Não é fácil ser doador de órgãos. Mesmo que você autorize, ainda em vida, que os médicos aproveitem o que puderem do seu corpo para transplante, o sucesso depende de como você morre.
Muitos tipos de óbito são causados por falência do
coração ou da respiração, o que deteriora os órgãos rapidamente e os torna
imprestáveis. Por isso, a maioria das legislações (incluindo a do Brasil)
define que a retirada de partes do corpo de um paciente só pode ser feita após
o diagnóstico de morte encefálica, ou morte cerebral. Mas será que esse
critério é preciso?
Se houver assinatura prévia sua ou de seus parentes, a
sua família perde os direitos sobre o seu corpo assim que você for declarado
morto. E a declaração é feita com base na morte cerebral. Por essa razão, tem
havido muitas discussões para determinar o que pode ser considerado morte
encefálica e o que não pode.
Na rotina dos hospitais, o exame que se usa para
chegar a uma conclusão é rudimentar. O médico checa os reflexos corporais com
testes simples, tais como espirrar água gelada nos ouvidos para ver se os olhos
tremem. Quando um doutor precisa de uma resposta mais exata, geralmente recorre
ao teste de apneia, ou seja, a suspensão da respiração.
Este experimento, feito em pacientes que respiram por
aparelhos, é simplesmente desligar a máquina e ver se ele continua respirando.
Se não, a morte cerebral é registrada. O problema é o seguinte: depois que o
paciente “reprova” no teste de apneia, os médicos recolocam os aparelhos nele.

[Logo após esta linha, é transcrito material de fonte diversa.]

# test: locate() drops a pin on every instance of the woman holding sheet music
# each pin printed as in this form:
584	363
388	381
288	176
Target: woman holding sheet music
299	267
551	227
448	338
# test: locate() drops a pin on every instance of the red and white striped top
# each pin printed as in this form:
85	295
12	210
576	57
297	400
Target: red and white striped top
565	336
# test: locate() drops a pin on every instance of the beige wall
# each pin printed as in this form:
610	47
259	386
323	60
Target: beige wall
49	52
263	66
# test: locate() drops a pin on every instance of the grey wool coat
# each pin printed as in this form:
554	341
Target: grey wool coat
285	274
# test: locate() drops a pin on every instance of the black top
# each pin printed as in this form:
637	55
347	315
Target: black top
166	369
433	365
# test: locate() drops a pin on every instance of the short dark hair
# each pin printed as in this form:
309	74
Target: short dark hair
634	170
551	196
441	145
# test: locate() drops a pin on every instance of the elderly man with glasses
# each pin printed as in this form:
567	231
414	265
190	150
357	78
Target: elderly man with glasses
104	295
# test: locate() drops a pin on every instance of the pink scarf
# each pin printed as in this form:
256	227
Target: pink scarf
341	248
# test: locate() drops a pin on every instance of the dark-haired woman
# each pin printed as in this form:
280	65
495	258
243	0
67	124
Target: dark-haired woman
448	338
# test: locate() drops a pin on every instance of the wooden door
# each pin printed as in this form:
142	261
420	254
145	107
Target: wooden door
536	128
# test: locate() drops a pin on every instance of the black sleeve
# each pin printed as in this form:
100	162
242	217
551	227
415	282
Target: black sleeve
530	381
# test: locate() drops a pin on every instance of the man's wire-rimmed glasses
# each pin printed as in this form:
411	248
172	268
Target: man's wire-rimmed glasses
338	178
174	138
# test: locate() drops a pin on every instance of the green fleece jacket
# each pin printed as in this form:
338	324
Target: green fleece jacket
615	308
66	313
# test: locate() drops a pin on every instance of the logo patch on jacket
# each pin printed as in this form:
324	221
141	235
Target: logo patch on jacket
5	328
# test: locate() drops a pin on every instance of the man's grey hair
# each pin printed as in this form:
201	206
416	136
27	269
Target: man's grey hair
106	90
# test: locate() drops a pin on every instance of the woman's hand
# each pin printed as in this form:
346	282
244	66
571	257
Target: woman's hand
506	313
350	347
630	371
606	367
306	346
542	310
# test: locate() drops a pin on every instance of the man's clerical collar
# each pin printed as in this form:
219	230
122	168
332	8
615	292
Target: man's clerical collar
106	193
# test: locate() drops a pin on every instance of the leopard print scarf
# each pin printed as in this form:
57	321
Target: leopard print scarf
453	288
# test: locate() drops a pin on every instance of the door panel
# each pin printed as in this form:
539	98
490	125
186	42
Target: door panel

Ele volta a respirar, o coração volta a bater, a temperatura e as funções
vitais se mantêm. Tudo lembra um ser humano vivo, exceto o fato de que a morte
cerebral foi declarada.
Muitos médicos não gostam da ideia de considerar morta
uma pessoa que ainda conserva todas as funções vitais, mesmo que com ajuda da
tecnologia. Mas os órgãos já podem ser retirados de um paciente nestas
condições se houver autorização.
Como se trata de operar um corpo “morto”, não se usa
anestesia. Já houve muitos relatos em que o “cadáver” reagiu aos cortes com
bisturi, apresentando pressão arterial elevada e batimentos cardíacos
crescentes. Em 1999, houve até o caso de um paciente que teria se mexido
durante a retirada de órgãos. Neste caso o
“morto” disse em entrevista que chegou a ouvir o médico declará-lo como tal.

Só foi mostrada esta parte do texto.